Apalagi Heru itu berbahaya. Dia lebih angin-anginan dibanding Chiko. Tingkah Heru itu mengejutkan.
"Kamu lagi sibuk, ya?" Chiko tersenyum lebar di sana. Dia mencari Mas Bejo di rumahnya, namun pembantu Mas Bejo mengatakan kalau cowok macho itu sudah pergi sejak pagi. Katanya mau ke pantai.
"Iya, aku lagi liburan, dong! Keren, kan?" Heru terkikik.
"Enak banget! Aku nggak diajak!"
"Enak, dong! Kamu nggak bilang, sih kalau mau ikut! Ah, tapi jangan, deh! Kalau kamu ikut, bonusnya pasti ada. Nggak mungkin kamu berangkat sendiri. Ada bodyguard-nya. Jadi aku mana bisa genit-genitan ke kamu..." Heru terbahak kencang. Niatannya bercanda. Sungguh, hanya bercanda!
Heru sengaja bercanda begitu dengan Chiko, karena dia tahu kalau dia cukup ngenes selama ini. Ditolak cewek sering, ditolak cowok juga pernah! Paling nggak dia merasa itu sebagai bahan candaan, nggak sekaku dan seserius itu.

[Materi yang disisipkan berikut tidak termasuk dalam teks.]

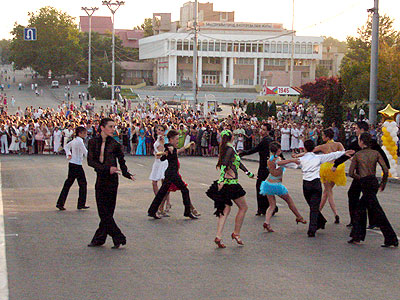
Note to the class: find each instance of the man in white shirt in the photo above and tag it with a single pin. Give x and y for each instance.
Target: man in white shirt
(312, 190)
(75, 151)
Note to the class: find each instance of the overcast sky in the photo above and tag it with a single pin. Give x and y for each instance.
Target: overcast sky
(338, 18)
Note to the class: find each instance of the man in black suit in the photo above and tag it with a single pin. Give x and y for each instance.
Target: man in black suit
(104, 151)
(263, 150)
(354, 192)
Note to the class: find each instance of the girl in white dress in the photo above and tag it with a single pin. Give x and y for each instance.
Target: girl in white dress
(57, 140)
(158, 170)
(285, 138)
(294, 145)
(14, 146)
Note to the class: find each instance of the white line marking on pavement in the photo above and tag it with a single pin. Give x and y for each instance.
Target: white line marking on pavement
(4, 294)
(378, 232)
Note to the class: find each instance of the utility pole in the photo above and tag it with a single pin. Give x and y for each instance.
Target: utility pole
(113, 7)
(90, 11)
(292, 54)
(195, 40)
(373, 83)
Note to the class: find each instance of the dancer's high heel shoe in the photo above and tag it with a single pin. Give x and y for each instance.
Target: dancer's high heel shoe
(301, 220)
(268, 227)
(219, 243)
(236, 237)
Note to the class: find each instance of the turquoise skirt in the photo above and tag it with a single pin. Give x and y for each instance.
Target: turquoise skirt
(272, 189)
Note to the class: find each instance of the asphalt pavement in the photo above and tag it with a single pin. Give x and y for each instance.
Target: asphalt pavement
(175, 258)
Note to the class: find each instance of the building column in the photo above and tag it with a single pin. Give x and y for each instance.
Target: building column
(200, 71)
(313, 67)
(172, 70)
(255, 71)
(261, 70)
(224, 71)
(231, 71)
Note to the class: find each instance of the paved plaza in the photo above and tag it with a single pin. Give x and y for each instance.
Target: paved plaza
(175, 258)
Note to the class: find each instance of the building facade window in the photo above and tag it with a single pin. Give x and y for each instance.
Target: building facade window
(179, 45)
(303, 48)
(297, 48)
(266, 47)
(273, 47)
(279, 47)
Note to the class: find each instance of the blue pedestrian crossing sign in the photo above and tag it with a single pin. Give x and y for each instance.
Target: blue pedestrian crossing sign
(30, 34)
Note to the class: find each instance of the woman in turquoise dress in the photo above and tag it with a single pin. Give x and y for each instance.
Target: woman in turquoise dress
(141, 148)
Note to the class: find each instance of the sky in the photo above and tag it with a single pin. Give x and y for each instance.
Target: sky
(338, 18)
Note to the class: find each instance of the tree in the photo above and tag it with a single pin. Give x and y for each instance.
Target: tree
(355, 67)
(321, 71)
(147, 27)
(5, 51)
(329, 93)
(57, 47)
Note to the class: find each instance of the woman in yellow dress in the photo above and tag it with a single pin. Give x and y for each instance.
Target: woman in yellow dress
(329, 178)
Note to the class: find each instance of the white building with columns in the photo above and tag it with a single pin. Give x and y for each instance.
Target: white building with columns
(233, 55)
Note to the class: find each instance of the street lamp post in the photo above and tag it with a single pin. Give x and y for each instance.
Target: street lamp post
(90, 11)
(373, 86)
(113, 7)
(292, 54)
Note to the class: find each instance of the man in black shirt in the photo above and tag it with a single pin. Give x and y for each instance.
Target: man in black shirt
(103, 153)
(354, 192)
(172, 176)
(263, 150)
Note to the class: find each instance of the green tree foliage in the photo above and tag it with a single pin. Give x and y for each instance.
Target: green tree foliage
(330, 42)
(147, 27)
(57, 47)
(101, 57)
(329, 93)
(5, 51)
(355, 67)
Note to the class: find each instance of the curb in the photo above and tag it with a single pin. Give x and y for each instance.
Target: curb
(390, 180)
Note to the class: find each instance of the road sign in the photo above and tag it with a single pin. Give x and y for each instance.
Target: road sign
(30, 34)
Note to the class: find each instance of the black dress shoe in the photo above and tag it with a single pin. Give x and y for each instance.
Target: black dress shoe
(83, 207)
(190, 215)
(116, 246)
(154, 216)
(354, 241)
(94, 245)
(395, 244)
(275, 210)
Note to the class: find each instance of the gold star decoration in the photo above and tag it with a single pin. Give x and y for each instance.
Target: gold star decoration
(389, 112)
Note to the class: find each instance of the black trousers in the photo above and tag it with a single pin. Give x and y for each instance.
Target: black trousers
(312, 191)
(369, 187)
(106, 199)
(74, 172)
(177, 180)
(354, 194)
(262, 200)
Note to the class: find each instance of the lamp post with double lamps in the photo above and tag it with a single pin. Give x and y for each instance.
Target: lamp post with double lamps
(113, 7)
(90, 11)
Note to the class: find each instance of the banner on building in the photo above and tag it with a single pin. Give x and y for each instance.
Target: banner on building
(279, 90)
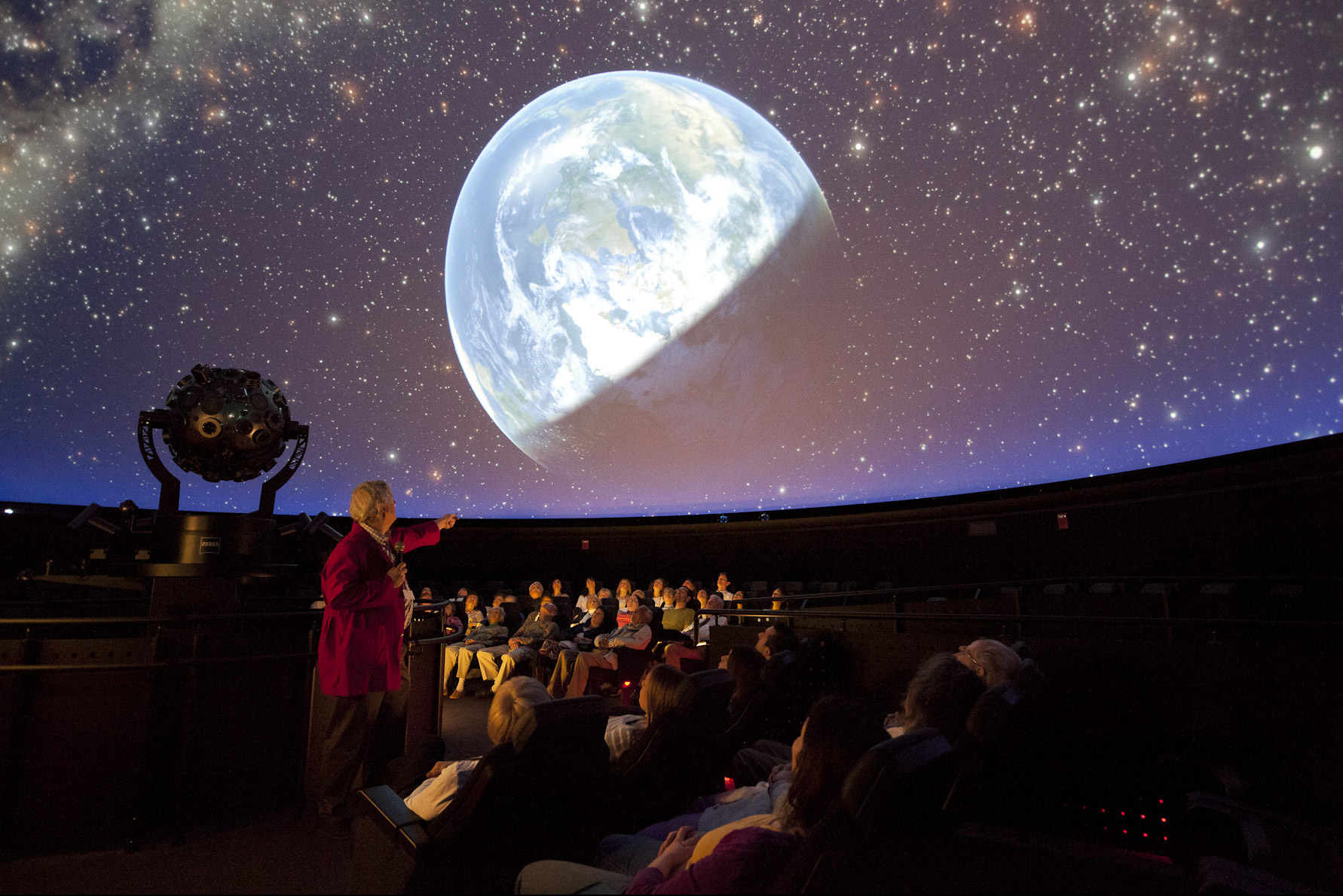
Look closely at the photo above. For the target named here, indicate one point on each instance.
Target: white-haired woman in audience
(992, 660)
(583, 611)
(629, 604)
(512, 703)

Sayangnya Heru salah tempat. Sekarang ini baik dirinya maupun Chiko sedang dalam masalah. Gigih mendengar percakapan mereka, begitu juga dengan Mas Bejo. Ekspresi kedua cowok itu terlihat buruk. Bejo mencoba menahan sabar. Marah-marah dan meledak memang bukan gayanya, tapi untuk pertama kalinya dia merasa hatinya sedang diuji. Dia menelan ludah, mencoba mengambil napas agar kesabarannya terjala makin lama.
"Kamu ke pantai, kan?" Chiko masih bertanya pelan.
"Iya, ke Teluk Love. Kapan-kapan aku pengen ngajakin ke sini." Heru terkikik. Keduanya lupa kalau akan ada dua hati yang sedang terluka ketika mereka membahas ini.